Begitu juga dengan politik, outputnya adalah untuk melahirkan keadilan dan kesejahteraan manusia. Spirit keadilan itu diartikan sebagai sikap yang jujur, amanah, toleran dan saling peduli. Sehingga menciptakan kehidupan yang damai dan sejahtera. Menurut Aristoteles, politik bertujuan untuk kebaikan hidup manusia. Maka bisa jadi puasa bagi penguasa adalah jalan menuju kedamaian hidup manusia.
Bila kita cermat dalam mengamati perkembangan politik nasional, kendati terjadi perkembangan demokrasi yang cukup signifikan pasca reformasi bergulir. Tidak dapat dinafikan bahwa disisi yang lain masih banyak noda-noda politik yang sepatutnya segera dibilas.

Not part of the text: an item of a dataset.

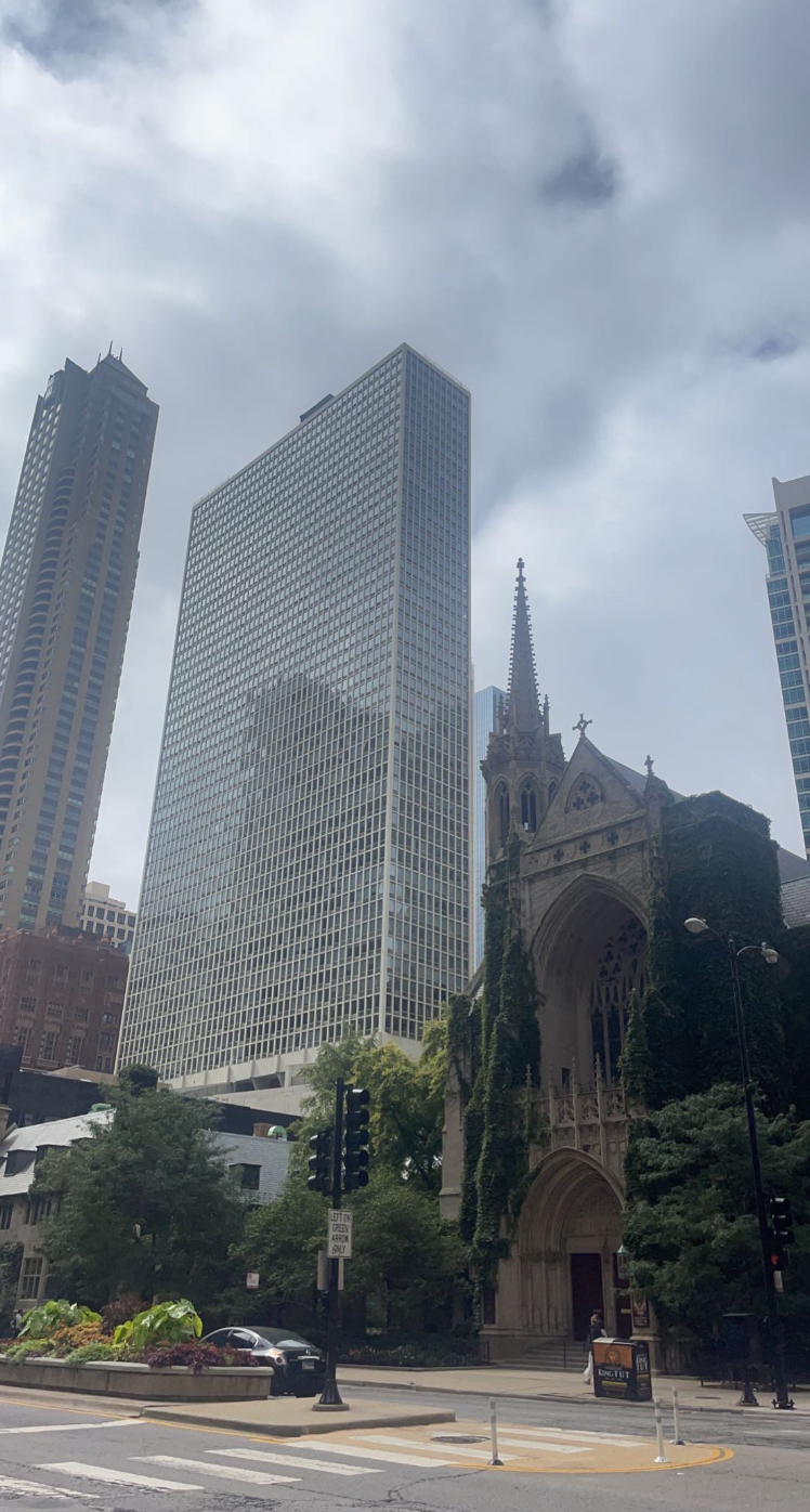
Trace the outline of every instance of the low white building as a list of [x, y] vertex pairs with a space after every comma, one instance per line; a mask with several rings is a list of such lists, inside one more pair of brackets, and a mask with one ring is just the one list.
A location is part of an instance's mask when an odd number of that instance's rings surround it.
[[[30, 1308], [47, 1296], [48, 1263], [39, 1247], [39, 1225], [50, 1217], [57, 1198], [32, 1198], [36, 1166], [51, 1149], [66, 1149], [76, 1140], [91, 1139], [94, 1123], [109, 1123], [112, 1108], [100, 1107], [82, 1117], [6, 1128], [8, 1108], [0, 1108], [0, 1246], [23, 1244], [17, 1300]], [[264, 1129], [264, 1125], [258, 1125]], [[261, 1134], [224, 1134], [215, 1142], [248, 1202], [261, 1205], [280, 1196], [287, 1179], [290, 1146]]]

Noda tersebut berkaitan dengan gurita korupsi politik yang kian hari semakin besar dan terus membesar.
Rentetan kasus korupsi tersebut seakan perlahan demi perlahan melumat kepercayaan publik terhadap pemerintah. Merobek demokrasi, menyayat nilai Pancasila, dan merusak stabilitas nasional.

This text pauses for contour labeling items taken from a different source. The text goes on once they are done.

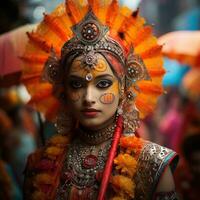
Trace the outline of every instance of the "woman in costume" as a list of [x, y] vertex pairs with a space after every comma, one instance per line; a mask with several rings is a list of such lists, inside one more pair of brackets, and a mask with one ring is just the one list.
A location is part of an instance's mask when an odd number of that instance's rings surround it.
[[25, 199], [177, 199], [176, 153], [135, 136], [164, 74], [138, 12], [70, 0], [28, 36], [22, 80], [58, 134], [29, 157]]

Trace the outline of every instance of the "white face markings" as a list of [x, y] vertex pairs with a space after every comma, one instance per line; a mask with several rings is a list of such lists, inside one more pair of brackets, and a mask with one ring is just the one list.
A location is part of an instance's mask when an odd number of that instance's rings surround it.
[[115, 95], [112, 93], [105, 93], [100, 96], [99, 101], [102, 104], [112, 104], [115, 101]]
[[69, 108], [83, 126], [101, 127], [115, 115], [118, 108], [119, 81], [100, 54], [97, 66], [89, 72], [83, 68], [80, 60], [81, 56], [73, 61], [67, 74], [65, 91], [66, 97], [69, 97]]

Menurunnya Moral Kebangsaan Para Elit Politik
Ironisnya, diakui atau tidak beberapa giat politik kebangsaan kita hari ini sudah kehilaangan jiwanya. Politik bukan lagi seni mengatur manusia dengan penuh sentuhan ketulusan. Namun berubah menjadi medan konflik yang penuh intrik. Kita sulit menemukan lagi atmosfer politik yang hangat, sarat ilmu pengetahuan.
Sebab, kini menjelma sebagai pragmatism politik yang penuh kehausan dan kerakusan.

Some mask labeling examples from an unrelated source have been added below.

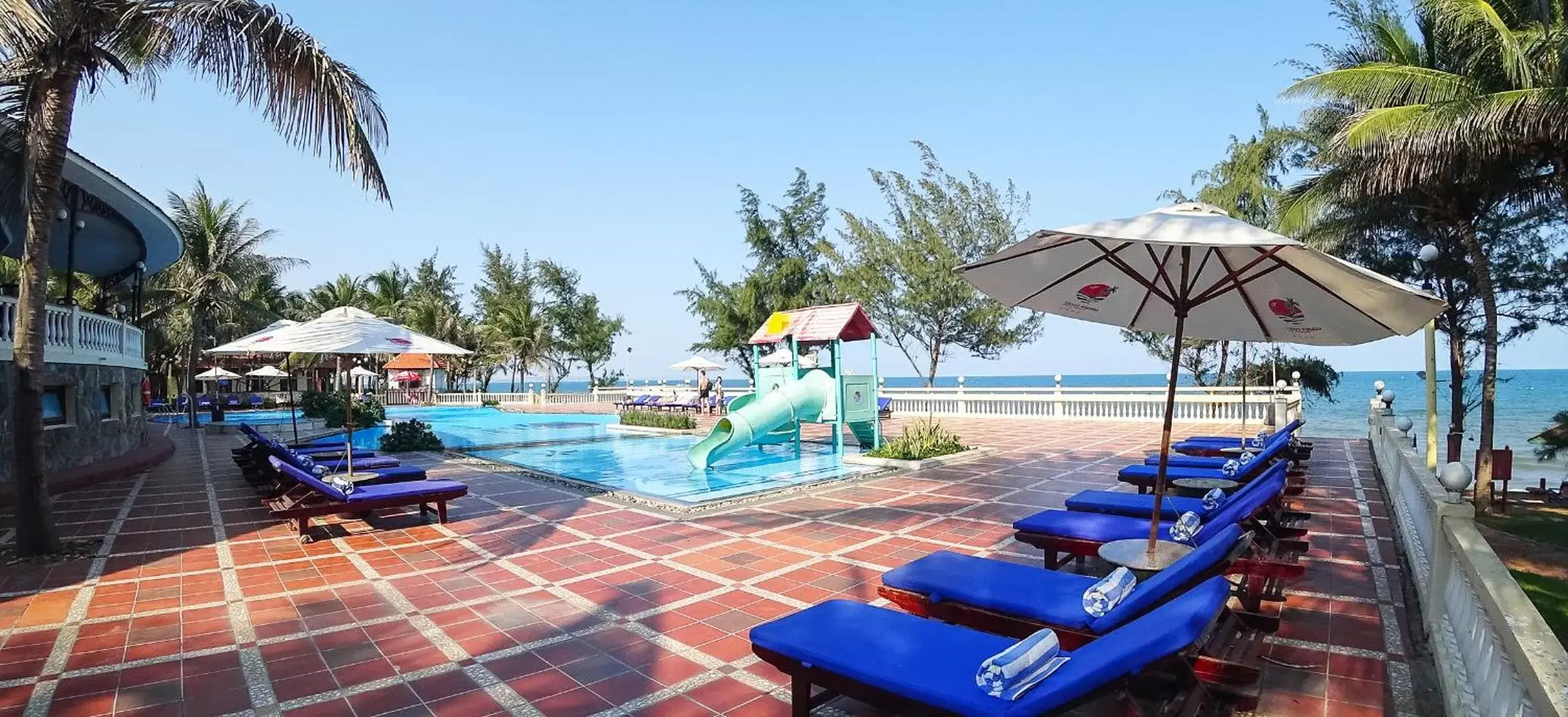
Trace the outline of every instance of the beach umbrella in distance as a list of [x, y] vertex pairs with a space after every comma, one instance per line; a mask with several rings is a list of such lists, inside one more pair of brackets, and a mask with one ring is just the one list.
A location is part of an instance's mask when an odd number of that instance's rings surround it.
[[679, 364], [670, 364], [674, 370], [720, 370], [724, 364], [715, 364], [699, 355], [691, 355], [691, 358], [681, 361]]
[[227, 381], [232, 378], [240, 378], [240, 375], [218, 366], [213, 366], [212, 369], [196, 373], [198, 381]]
[[[353, 306], [339, 306], [336, 309], [323, 311], [320, 317], [315, 317], [304, 323], [296, 323], [293, 326], [285, 326], [270, 336], [257, 339], [252, 344], [259, 344], [260, 348], [249, 348], [249, 351], [267, 351], [267, 353], [331, 353], [337, 356], [336, 372], [342, 373], [343, 355], [362, 355], [362, 353], [441, 353], [441, 355], [464, 355], [472, 353], [459, 345], [447, 344], [441, 339], [433, 339], [419, 331], [398, 326], [392, 322], [376, 318], [373, 314], [356, 309]], [[224, 344], [216, 348], [207, 350], [207, 353], [224, 353], [232, 350], [232, 342]], [[348, 399], [348, 416], [345, 427], [348, 428], [347, 441], [347, 463], [348, 474], [354, 472], [354, 411], [353, 411], [353, 395]]]
[[[1443, 300], [1207, 204], [1047, 229], [960, 268], [991, 298], [1025, 309], [1182, 339], [1366, 344], [1406, 336]], [[1149, 516], [1154, 562], [1181, 351], [1171, 353]]]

Runtutan perilaku amoral dalam politik adalah akibat langsung dari kompetisi politik yang lebih mengedepankan taktik ketimbang nilai-nilai keadaban. Praktik politik yang melalaikan nilai-nilai pasti terhempas dalam laku yang kelewat batas. Akhirnya kebencian publik itu semakin membesar, mengerucut dan meluas.
Karena politisi dipimpin oleh mereka yang kehilangan karakter kebangsaan serta masyarakat yang disuguhkan dengan kebobrokan pemerintah dari hari ke hari.
Beberapa elite politik di negara ini memandang jabatan hanya sebatas kekuasaan , bukan alat atau medium untuk membangun peradaban. Teringat ungkapan James Clarke (1810-1888), karakteristik elite semacam ini hanya sekedar berpikir tentang kekuasaan dan tidak berfikir tentang nasib generasi masa depan.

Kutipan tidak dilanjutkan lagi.